Amstrad PPC640 part 2 (bootdisk)

From: Jim Strickland <jim_at_calico.litterbox.com>
Date: Fri Jan 10 01:08:01 2003

> How did you make a 720 boot disk? Did you find a 720k image or did
> you make 1.44s, boot a suffciently old PC and create a 720 using
> format /s?
>
>> Otherwise I'd be tempted to try FreeDOS.
>
> Seems to only be an ISO CD image!
>
>> I'm in the same position,
>> though, I don't have any way of making low density 3.5 inch boot
>> disks
>> for PCs anymore (unless I get busy and put my old PC back together).
>
> Surreal. I just tried to format a 720 in my new WinXP portable and
> the size wasn't even a option. And when I did it through the GUI
> under 2000 the anti-virus scanner had a fit. Finally had to format it
> using the CLI *and* I had to explicitly unmount it first to get the
> anti-virus software to let go.
>

Weird. You should be able to format a 720 in any 1.44 meg floppy
drive, if memory serves they were designed to be backward compatible
like that. My floppy drive on my PC dates back to my 286 days, so it's
old enough that I haven't had any problems. Don't know anything about
XP though, and don't care either. I'm a happy OS/X user. :)

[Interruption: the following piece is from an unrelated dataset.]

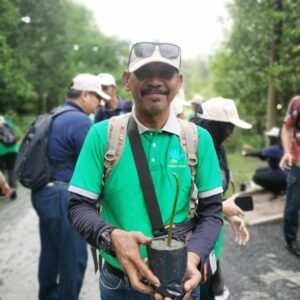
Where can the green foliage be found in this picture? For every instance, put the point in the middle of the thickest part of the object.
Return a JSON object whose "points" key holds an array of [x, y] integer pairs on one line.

As for what software to run on the thing... anything that does fast
screen updates is probably a bad idea, the supertwist screen is pretty
friggin slow. Also, anything that depends on color to look cool is
obviously a bad idea. I've run Norton Textra Writer on mine
successfully. Haven't mucked about much with more interesting things
like ip packet drivers and parallel port ethernet adapters, mostly
because I don't own any such adapters. I have this machine now mostly
because I lusted after them badly when they started to show up in the
computer catalogs of the day as they went on clearance for about $200.